Después, la guerra en Ucrania acabó con las aspiraciones europeas a una autonomía estratégica. Los Estados Unidos, a pesar de las sutilezas oficiales que siguieron a la derrota de Donald Trump en 2020, siguen considerando a la UE como un adversario al que hay que poner coto. Independientemente de lo que cualquier persona pueda creer sobre cual debería ser el contenido de un acuerdo de paz entre Ucrania y Rusia, de lo que no hay dudas es de la irrelevancia de la UE en el proceso diplomático que permita alcanzarlo.

Finalmente, ya nadie finge que la UE apoya honradamente el cosmopolitismo. Los europeos acogieron con desprecio la campaña de Trump “Construyamos el Muro”, pero han demostrado tener más talento que el mismísimo Trump a la hora de construir vallas. La UE ha financiado la construcción de abominaciones que harían palidecer de envidia a Trump: en la frontera entre Grecia y Turquía, en los enclaves de España en Marruecos, en las fronteras orientales de Hungría y de Rumanía, en el desierto libio, y ahora en Túnez. Y no se pronuncia ni una palabra sobre el comportamiento ilegal de nuestros guardacostas, operando amparados por la complicidad de Frontex (la agencia de control de fronteras de la UE), que indudablemente fue la responsable de miles de muertes en el Mediterráneo.

Después de las elecciones europeas de 2019 la prensa liberal expresó su alivio al constatar que la ultraderecha de Europa no tuvo los resultados que temían. Pero olvidaron que, a diferencia de los fascistas de entreguerras, los nuevos ultraderechistas ya no necesitan ganar elecciones. Sea que ganen o pierdan siguen volviéndose más poderosos, mientras los partidos convencionales uno tras otro acaban cayendo en una xenofobia dietética primero, luego en un autoritarismo bajo en calorías, y con el tiempo en un totalitarismo edulcorado. Para expresarlo de otra manera, los líderes europeos autocráticos como el primer ministro húngaro Viktor Orbán no necesitan mover un solo dedo para difundir su fe chovinista por toda la UE y en Bruselas.

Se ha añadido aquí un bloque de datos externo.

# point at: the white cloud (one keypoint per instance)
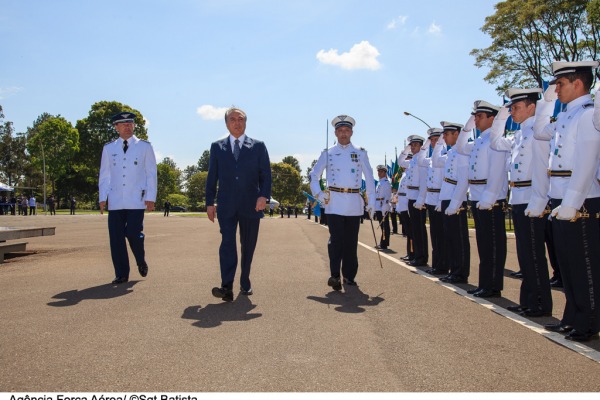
(400, 20)
(434, 29)
(361, 56)
(212, 113)
(8, 91)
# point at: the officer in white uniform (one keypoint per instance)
(128, 184)
(435, 175)
(488, 186)
(535, 298)
(452, 203)
(575, 197)
(345, 165)
(383, 195)
(402, 211)
(416, 183)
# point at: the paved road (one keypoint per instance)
(65, 329)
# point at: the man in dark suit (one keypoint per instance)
(242, 169)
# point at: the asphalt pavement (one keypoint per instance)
(66, 328)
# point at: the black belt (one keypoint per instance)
(520, 184)
(450, 181)
(554, 172)
(344, 190)
(478, 181)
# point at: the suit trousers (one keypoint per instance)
(126, 224)
(228, 258)
(456, 241)
(490, 234)
(384, 225)
(419, 232)
(535, 292)
(436, 232)
(343, 243)
(578, 254)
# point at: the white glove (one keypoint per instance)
(564, 213)
(451, 210)
(484, 206)
(550, 94)
(371, 211)
(533, 212)
(470, 124)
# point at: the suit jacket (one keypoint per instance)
(129, 179)
(241, 182)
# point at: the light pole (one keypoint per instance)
(414, 116)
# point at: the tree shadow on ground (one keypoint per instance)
(352, 300)
(102, 292)
(213, 315)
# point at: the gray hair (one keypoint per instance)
(235, 109)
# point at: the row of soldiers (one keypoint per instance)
(552, 168)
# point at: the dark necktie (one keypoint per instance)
(236, 149)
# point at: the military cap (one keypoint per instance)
(433, 132)
(515, 95)
(451, 126)
(124, 116)
(343, 120)
(484, 106)
(561, 68)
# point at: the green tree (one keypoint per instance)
(291, 160)
(528, 35)
(196, 190)
(54, 141)
(167, 180)
(287, 184)
(95, 131)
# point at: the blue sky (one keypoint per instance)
(291, 65)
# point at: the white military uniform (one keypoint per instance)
(484, 164)
(346, 165)
(383, 195)
(127, 180)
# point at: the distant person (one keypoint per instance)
(128, 183)
(32, 205)
(239, 167)
(167, 206)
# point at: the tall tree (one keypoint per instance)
(54, 142)
(94, 132)
(528, 35)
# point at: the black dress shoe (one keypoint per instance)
(473, 291)
(350, 282)
(536, 313)
(559, 328)
(143, 269)
(223, 293)
(335, 283)
(577, 336)
(456, 279)
(417, 263)
(487, 293)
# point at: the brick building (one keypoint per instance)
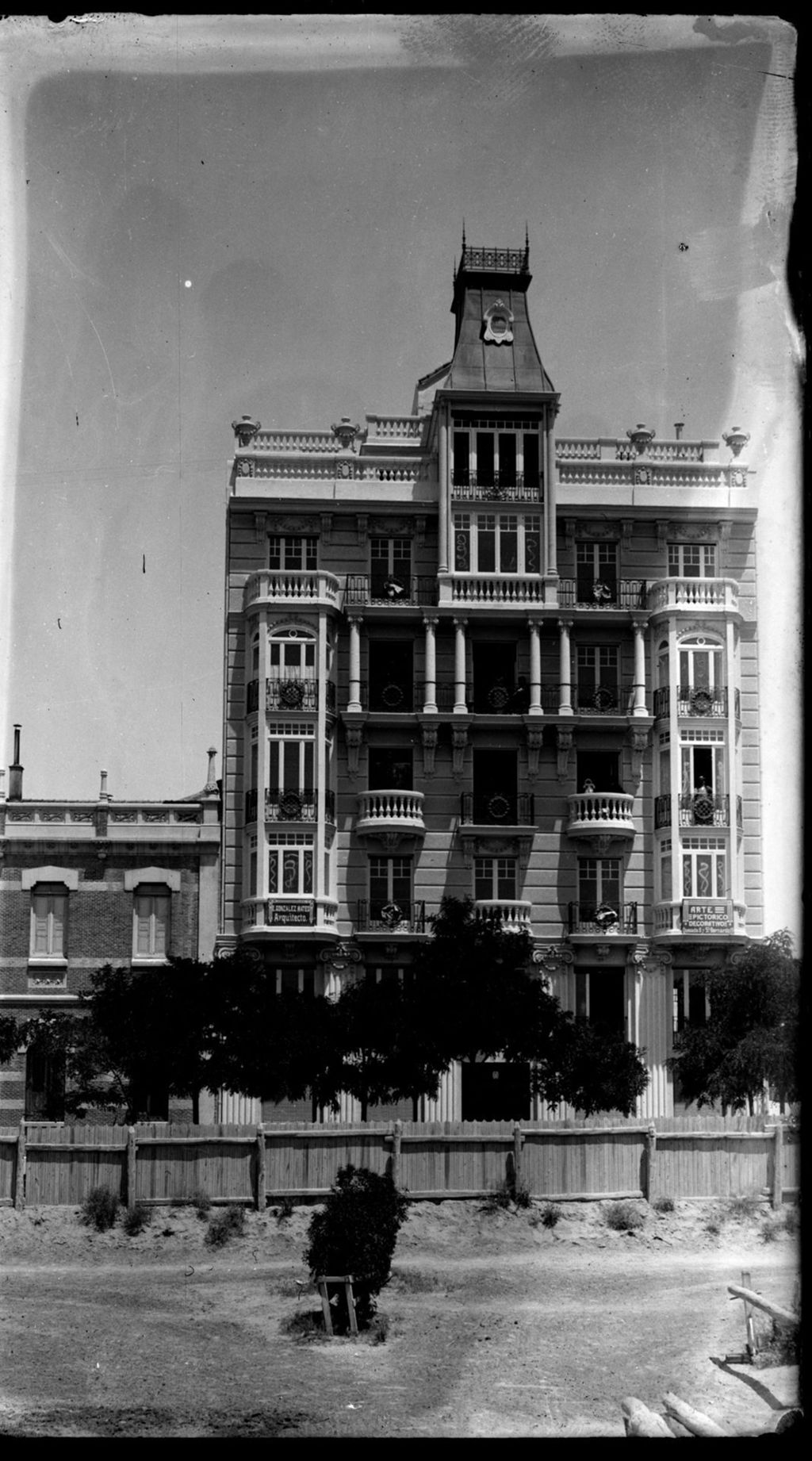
(88, 883)
(465, 656)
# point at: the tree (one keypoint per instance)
(751, 1037)
(475, 988)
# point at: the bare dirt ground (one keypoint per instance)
(497, 1325)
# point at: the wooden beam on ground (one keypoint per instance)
(694, 1421)
(783, 1317)
(643, 1422)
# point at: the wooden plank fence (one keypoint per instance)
(609, 1157)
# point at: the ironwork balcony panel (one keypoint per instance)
(602, 919)
(513, 915)
(291, 694)
(389, 916)
(497, 810)
(622, 593)
(364, 589)
(704, 810)
(701, 700)
(282, 804)
(497, 487)
(603, 700)
(600, 814)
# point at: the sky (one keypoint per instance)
(211, 217)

No, no están leyendo las meditaciones de un euroescéptico que piensa que la democracia europea no es posible porque la existencia de un solo pueblo europeo es absurda. Están leyendo el lamento de un europeísta que cree en la posibilidad de un pueblo europeo unido y democrático, pero ve que la UE se está dirigiendo en la dirección opuesta. Hemos ya visto una aceleración en el declive económico y un aumento paralelo de sus déficits democráticos y éticos.

A pesar de mis recelos, me resulta fácil decidir participar una vez más en las elecciones europeas, esta vez en Grecia con MeRA25, justamente porque estos mismos recelos tienen que ser parte de esta campaña. Pero resulta paradójico tener que convencerme a mí mismo de que vale la pena participar en la política electoral de la UE antes de ser capaz de convencer a los demás.